Key Facts
- •Merck applied for a Supplementary Protection Certificate (SPC) for cladribine, relying on EP 1827461 B1 and MA EU/1/17/1212 for MAVENCLAD.
- •Prior marketing authorisations (MAs) existed for cladribine in LEUSTAT and LITAK for treating hairy cell leukaemia.
- •The UKIPO Hearing Officer rejected Merck's application, citing Article 3(d) of Regulation (EC) 469/2009 as interpreted by the CJEU in Santen.
- •Merck appealed, arguing that Santen should apply ex nunc, not ex tunc, due to legitimate expectations based on the earlier Neurim judgment and industry practice.
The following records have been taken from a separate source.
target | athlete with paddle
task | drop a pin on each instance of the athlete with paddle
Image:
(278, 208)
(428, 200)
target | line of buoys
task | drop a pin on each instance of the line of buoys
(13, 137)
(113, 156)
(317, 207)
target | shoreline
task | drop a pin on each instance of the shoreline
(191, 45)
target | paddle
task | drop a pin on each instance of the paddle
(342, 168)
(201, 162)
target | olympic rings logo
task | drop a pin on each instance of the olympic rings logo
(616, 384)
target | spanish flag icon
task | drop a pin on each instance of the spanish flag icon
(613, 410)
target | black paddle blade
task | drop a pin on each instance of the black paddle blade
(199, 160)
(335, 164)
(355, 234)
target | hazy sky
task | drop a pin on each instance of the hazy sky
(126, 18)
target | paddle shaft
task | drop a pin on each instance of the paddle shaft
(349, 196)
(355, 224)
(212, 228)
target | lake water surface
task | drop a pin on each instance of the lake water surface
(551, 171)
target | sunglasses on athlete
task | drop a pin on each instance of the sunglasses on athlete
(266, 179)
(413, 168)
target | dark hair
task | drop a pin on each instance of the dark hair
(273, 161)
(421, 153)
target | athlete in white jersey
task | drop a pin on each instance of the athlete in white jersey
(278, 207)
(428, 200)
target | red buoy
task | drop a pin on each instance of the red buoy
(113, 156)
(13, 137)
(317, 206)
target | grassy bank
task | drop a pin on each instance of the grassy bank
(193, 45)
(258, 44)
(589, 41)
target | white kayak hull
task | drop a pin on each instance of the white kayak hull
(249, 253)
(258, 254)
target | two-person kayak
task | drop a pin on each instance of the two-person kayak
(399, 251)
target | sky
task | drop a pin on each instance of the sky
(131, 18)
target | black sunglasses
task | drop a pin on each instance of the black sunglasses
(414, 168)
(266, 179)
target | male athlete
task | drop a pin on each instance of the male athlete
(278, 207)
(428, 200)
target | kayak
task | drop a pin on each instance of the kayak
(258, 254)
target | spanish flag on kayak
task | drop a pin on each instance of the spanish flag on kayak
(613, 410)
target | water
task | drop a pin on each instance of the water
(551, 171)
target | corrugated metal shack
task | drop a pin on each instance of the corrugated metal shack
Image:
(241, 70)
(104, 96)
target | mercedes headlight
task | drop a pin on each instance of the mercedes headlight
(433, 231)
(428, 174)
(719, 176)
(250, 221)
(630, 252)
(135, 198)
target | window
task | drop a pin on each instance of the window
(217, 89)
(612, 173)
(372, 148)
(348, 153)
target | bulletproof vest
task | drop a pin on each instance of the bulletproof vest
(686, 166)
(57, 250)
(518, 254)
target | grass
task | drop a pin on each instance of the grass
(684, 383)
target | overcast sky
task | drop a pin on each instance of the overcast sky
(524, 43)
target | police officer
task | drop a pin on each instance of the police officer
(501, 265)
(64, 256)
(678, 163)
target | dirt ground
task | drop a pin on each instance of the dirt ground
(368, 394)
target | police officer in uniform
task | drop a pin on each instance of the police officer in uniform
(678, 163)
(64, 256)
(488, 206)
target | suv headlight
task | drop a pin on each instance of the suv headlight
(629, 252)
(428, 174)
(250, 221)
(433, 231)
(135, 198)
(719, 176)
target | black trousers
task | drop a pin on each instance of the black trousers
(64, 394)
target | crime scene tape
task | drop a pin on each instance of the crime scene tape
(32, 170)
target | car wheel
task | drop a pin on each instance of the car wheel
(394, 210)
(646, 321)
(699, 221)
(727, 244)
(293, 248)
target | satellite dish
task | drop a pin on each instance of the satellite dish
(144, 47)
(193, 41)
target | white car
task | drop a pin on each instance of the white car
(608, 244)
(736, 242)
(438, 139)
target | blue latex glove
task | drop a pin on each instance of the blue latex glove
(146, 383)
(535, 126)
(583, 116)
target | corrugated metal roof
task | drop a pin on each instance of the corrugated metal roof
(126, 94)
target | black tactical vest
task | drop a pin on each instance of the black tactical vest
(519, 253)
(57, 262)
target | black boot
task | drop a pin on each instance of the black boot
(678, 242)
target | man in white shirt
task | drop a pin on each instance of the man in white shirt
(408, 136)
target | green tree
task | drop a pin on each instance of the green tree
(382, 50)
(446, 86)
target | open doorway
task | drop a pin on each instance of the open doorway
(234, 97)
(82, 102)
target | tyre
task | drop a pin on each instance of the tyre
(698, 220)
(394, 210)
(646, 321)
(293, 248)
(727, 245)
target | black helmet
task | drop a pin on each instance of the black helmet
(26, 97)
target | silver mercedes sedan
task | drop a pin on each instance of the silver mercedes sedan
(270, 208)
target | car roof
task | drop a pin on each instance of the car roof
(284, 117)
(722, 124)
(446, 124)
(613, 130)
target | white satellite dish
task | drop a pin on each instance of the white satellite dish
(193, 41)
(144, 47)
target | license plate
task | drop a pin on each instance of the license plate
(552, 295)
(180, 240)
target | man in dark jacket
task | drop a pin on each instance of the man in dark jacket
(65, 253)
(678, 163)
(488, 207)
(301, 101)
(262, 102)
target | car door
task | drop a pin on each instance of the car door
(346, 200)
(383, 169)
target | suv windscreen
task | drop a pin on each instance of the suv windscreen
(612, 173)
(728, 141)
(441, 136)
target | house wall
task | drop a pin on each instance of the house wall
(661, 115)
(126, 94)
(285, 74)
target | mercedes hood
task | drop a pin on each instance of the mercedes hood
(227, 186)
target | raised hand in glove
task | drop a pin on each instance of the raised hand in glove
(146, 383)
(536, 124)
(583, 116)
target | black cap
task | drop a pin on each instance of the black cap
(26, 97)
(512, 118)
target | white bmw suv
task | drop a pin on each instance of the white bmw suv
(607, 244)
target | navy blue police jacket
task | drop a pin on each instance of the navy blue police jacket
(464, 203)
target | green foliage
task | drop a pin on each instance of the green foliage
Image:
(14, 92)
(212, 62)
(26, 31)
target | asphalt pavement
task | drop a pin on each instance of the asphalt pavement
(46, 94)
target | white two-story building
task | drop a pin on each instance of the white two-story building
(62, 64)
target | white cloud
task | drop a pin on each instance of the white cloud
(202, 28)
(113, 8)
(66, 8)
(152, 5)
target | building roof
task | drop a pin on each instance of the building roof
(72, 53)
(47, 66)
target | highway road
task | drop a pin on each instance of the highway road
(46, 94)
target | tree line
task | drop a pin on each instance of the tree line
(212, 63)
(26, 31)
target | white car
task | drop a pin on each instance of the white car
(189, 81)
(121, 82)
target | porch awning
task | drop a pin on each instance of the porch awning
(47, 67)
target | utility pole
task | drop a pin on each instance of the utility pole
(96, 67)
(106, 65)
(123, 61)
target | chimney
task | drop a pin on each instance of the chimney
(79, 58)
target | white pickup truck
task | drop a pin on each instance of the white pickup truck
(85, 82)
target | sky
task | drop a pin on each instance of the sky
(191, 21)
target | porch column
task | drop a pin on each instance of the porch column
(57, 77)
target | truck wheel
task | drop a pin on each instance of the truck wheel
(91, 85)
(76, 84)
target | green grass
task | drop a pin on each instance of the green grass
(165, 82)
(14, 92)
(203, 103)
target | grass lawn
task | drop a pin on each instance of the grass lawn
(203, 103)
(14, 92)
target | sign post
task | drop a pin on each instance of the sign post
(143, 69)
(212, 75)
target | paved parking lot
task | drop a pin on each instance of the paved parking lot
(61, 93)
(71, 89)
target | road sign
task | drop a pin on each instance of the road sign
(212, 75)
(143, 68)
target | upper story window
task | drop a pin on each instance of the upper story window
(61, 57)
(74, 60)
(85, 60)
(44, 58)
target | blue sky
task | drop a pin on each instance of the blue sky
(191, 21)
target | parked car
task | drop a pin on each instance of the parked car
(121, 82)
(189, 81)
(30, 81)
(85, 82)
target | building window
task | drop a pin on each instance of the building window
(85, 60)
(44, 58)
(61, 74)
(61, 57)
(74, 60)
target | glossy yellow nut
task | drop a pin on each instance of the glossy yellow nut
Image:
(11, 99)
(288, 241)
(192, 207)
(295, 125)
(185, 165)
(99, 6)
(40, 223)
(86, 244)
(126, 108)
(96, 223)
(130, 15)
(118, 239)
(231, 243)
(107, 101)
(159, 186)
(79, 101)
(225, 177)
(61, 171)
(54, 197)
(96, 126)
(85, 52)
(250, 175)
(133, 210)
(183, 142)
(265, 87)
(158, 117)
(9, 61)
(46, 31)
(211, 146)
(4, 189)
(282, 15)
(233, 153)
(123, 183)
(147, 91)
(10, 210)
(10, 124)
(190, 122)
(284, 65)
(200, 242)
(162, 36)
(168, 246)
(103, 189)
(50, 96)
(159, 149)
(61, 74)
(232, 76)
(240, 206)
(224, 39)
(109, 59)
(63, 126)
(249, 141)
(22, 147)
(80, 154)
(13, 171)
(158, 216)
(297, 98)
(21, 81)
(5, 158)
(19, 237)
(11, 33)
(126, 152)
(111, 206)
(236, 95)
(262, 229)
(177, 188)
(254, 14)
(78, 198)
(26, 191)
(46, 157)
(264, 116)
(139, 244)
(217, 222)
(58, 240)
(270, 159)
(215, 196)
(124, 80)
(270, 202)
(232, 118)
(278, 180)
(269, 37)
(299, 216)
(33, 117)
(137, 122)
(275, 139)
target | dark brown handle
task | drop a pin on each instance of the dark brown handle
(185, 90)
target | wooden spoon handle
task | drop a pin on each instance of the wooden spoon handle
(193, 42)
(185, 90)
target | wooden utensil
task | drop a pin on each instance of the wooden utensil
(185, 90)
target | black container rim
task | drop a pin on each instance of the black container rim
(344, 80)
- •Merck also argued that the facts of its case could be distinguished from Santen because it involved a completely new therapeutic use.
Legal Principles
Interpretation of Article 3(d) of Regulation (EC) 469/2009 regarding the 'first authorisation' for placing a product on the market as a medicinal product.
Regulation (EC) 469/2009, CJEU case law (Pharmacia Italia, Massachusetts Institute of Technology, Yissum, Neurim, Abraxis, Santen)
Temporal effect of CJEU judgments (ex nunc vs. ex tunc), considering legitimate expectations and legal certainty.
CJEU case law (Defrenne, Denkavit Italiana, Dansk Industrie, Elmeka)
Standard of review for appeals from the UKIPO: the decision is 'wrong' if there is an error of law.
Axogen Corp v Aviv Scientific Ltd [2022] EWHC 95
Outcomes
Merck's appeal was dismissed.
The Court held that the CJEU's judgment in Santen applies ex tunc, meaning retrospectively. Merck's legitimate expectations based on the Neurim judgment were not sufficient to override the ex tunc effect of Santen. The Court found no basis to distinguish Merck's case from Santen on its facts.